Uncounted are the times when someone with an interesting story might have heard, “Why don’t you write a book?”
For most it’s easier said than done, but on Monday, Oct. 21, six storytellers will share their secrets during a Laguna Playhouse panel discussion at 5:30 p.m. titled “Memorable Conversations with Six Celebrated Authors.” Tickets are $55 a person.
Organized by Ilona Martin and a support group, Playhouse Women, the program will be moderated by Barbara DeMarco-Barrett. She will coax the authors into giving the audience insiders’ views on turning an inspiration into a manuscript and published book. “Sometimes all it takes is a thought or a memorable line,” she said.
While last year, the Playhouse Women put a spotlight on Newport Beach’s Dean Koontz, they aimed for a wider variety of voices, though all happen to be women.
Panelist Gayle Brandeis is a poet, fiction writer and essayist. Among her works are “Fruitsflesh: Seeds of Inspiration for Women Who Write” and novels “The Books of Dead Birds” and “Self-Storage.”
Mary Castillo writes romances and mysteries including novels “Switchcraft” and “Lost in the Night,” and other related genre works.
Alison Singh Gee’s travel memoir “Where the Peacocks Sing” was named a National Geographic Travel Book of the Month and her writing credits include articles in InStyle and Vanity Fair, the Los Angeles Times and the International Herald Tribune.

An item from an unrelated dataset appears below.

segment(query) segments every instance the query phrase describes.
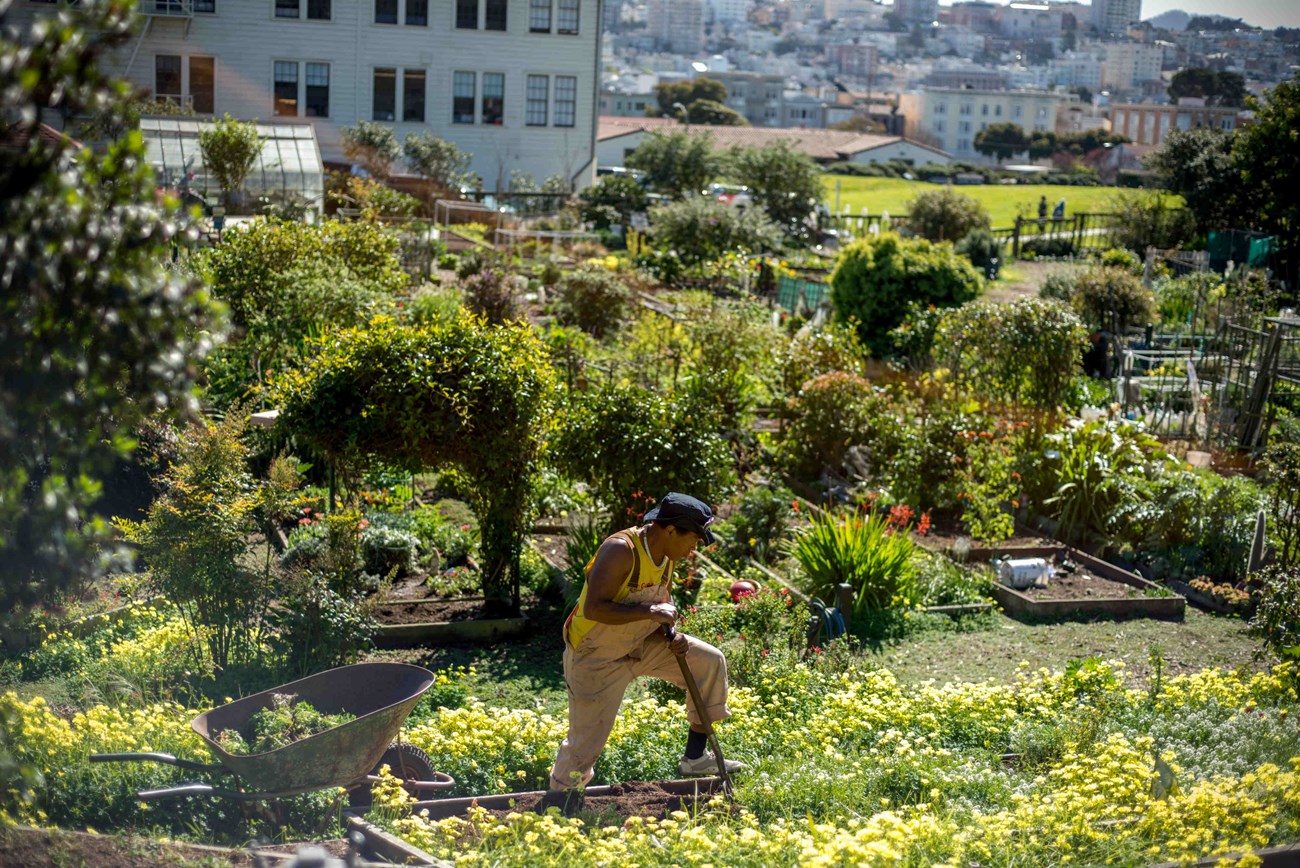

Jo-Ann Mapson has written 12 novels, “The Wilder Sisters” and “Blue Rodeo” among them.
Tatjana Soli is a novelist and short story writer who created “The Lotus Eaters” which made the New York Times’ bestseller list.
DeMarcos-Barrett authored “Pen on Fire: A Busy Woman’s Guide to Igniting the Writer Within,” hosts the KUCI radio show “Writers on Writing” and conducts literary salons at Scape gallery in Corona Del Mar.
She said that she prepared for her role by researching as much background as time would allow. “With a panel that big, I have to look for common themes such as the writing process, how they got started or figured out a story. There really is no end of what we could talk about,” she said.
The presentation is a fundraiser and a way to reach out into the community, said Martin. “It does not necessarily need to relate to the stage but to educate as well as entertain,” she said.
Ten percent of all book sales will go to the Playhouse Women, said Laguna Beach Books’ proprietor Jane Hanauer, who also helped select panelists. Two authors participated previously at store events. Hanauer figures a theater audience will appreciate hearing the stories of a wide variety of authors, she said.
Proceeds are earmarked for a long overdue remodeling of the ladies lounge, Martin said. “Once we have the money raised there will be no more long lines,” she quipped.